Data filtering

Points are filtered out of Hi-C datasets by HiC3DeFDR in three stages:

1. Initial data import

This filtering step is performed during the prepare_data() step.

Our motivation is to include as many points as possible. We refuse to filter out points that have zero in one replicate (leads to underestimation of variance/dispersion).

We

  • exclude points beyond HiC3DeFDR.dist_thresh_max
  • exclude points that have zero in all reps (“pixel union strategy” implemented in hic3defdr.util.matrices.sparse_union())
  • exclude points in rows that failed balancing (decided by HiC3DeFDR.bias_thresh)

Points present in the data files row_<chrom>.npy, col_<chrom>.npy, raw_<chrom>.npy, and scaled_<chrom>.npy reflect points that survive this filtering step.

2. disp_idx

This filter is computed during the prepare_data() step, but is not used until the estimate_disp() step.

Our motivation is to not try to fit dispersion to points where think dispersion estimation will be very hard.
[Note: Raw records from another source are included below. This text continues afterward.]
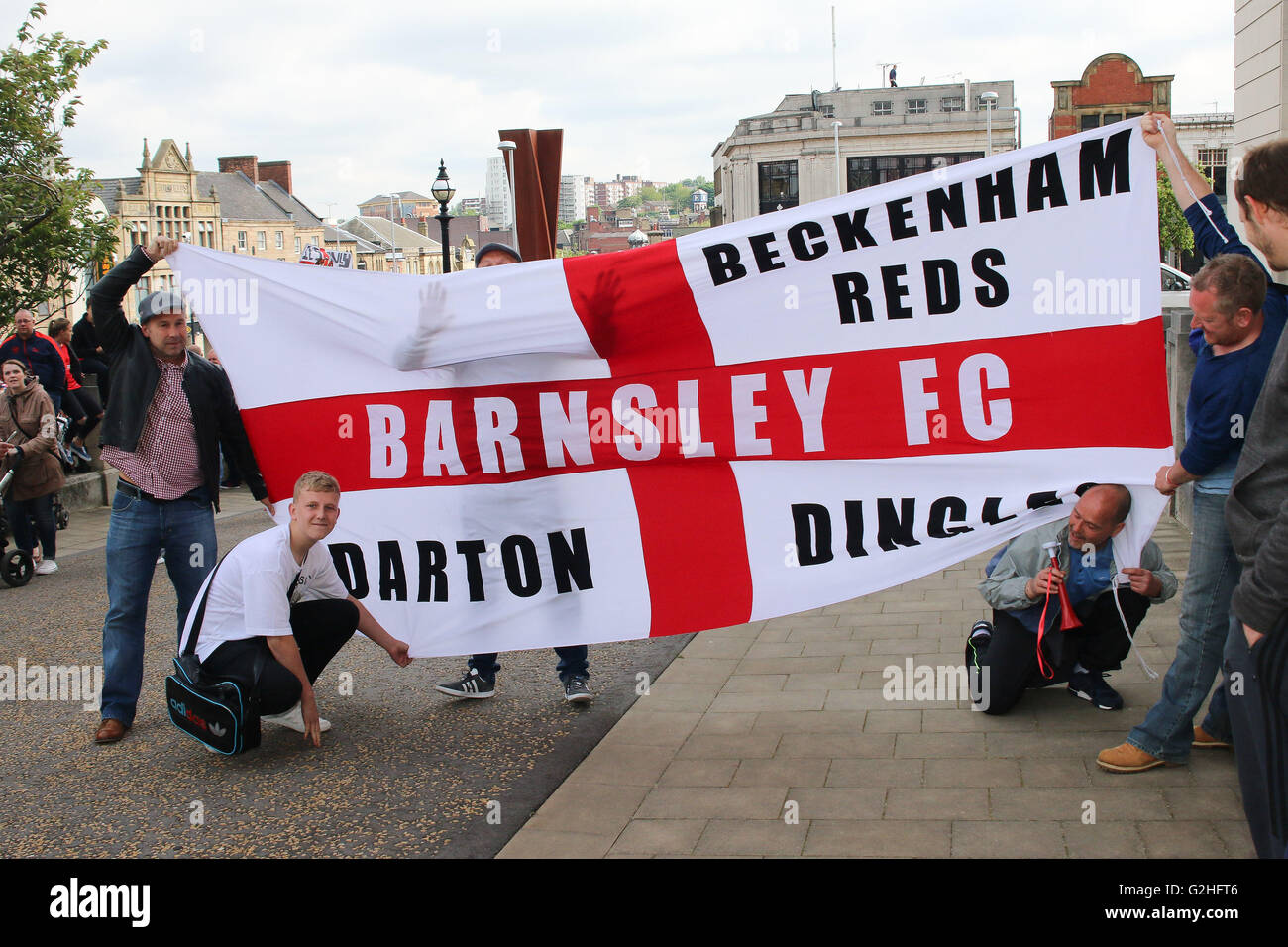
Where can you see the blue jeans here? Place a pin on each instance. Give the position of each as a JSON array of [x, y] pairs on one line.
[[1214, 574], [572, 661], [137, 532]]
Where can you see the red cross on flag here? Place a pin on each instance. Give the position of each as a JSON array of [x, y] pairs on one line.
[[765, 418]]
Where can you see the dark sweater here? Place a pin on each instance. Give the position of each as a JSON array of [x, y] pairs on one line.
[[1223, 394]]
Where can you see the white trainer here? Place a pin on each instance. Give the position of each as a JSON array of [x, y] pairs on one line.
[[292, 719]]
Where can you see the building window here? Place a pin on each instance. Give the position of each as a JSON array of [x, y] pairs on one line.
[[778, 185], [866, 171], [1212, 162]]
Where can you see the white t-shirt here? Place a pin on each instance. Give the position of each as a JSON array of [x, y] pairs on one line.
[[249, 596]]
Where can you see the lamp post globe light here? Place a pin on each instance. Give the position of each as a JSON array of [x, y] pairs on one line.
[[443, 192]]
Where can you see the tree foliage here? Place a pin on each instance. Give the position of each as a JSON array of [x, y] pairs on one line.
[[50, 235], [1173, 230]]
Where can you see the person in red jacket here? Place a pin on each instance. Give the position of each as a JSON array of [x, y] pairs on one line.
[[78, 403]]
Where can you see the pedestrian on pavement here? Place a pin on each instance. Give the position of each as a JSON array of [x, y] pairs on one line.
[[39, 354], [167, 415], [29, 445], [91, 355], [1237, 320], [277, 600], [1017, 651], [1256, 515], [78, 403], [480, 680]]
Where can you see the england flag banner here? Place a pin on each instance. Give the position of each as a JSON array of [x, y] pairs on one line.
[[759, 419]]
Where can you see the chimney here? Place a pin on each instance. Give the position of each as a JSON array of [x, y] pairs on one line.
[[246, 163], [278, 171]]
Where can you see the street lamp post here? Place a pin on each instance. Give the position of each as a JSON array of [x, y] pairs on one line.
[[443, 191], [836, 144], [393, 236], [507, 150], [990, 99]]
This include points very close to the diagonal where Hi-C gets crazy and points with very low coverage (low mean across reps).

We

  • exclude points within HiC3DeFDR.dist_thresh_min
  • exclude points whose mean across reps is below HiC3DeFDR.mean_thresh

disp_idx_<chrom>.npy is a boolean vector aligned to <row/col>_<chrom>.npy that is True for all points that survive this filtering step.

3. loop_idx

This filter is computed during the prepare_data() step, but is not used until the bh() step.

This filter is only computed and used if HiC3DeFDR.loop_patterns is not None.

Our motivation is to reduce the number of hypotheses that we test when performing multiple testing correction via BH-FDR. Since we are only interested in finding differential loops, we can choose to only test the hypotheses that correspond to positions where there are loops.

We

  • exclude points that are not in a loop as defined by HiC3DeFDR.loop_patterns

loop_idx_<chrom>.npy is a boolean vector aligned to the positions where disp_idx_<chrom>.npy is True that is True for all points that survive this filtering step.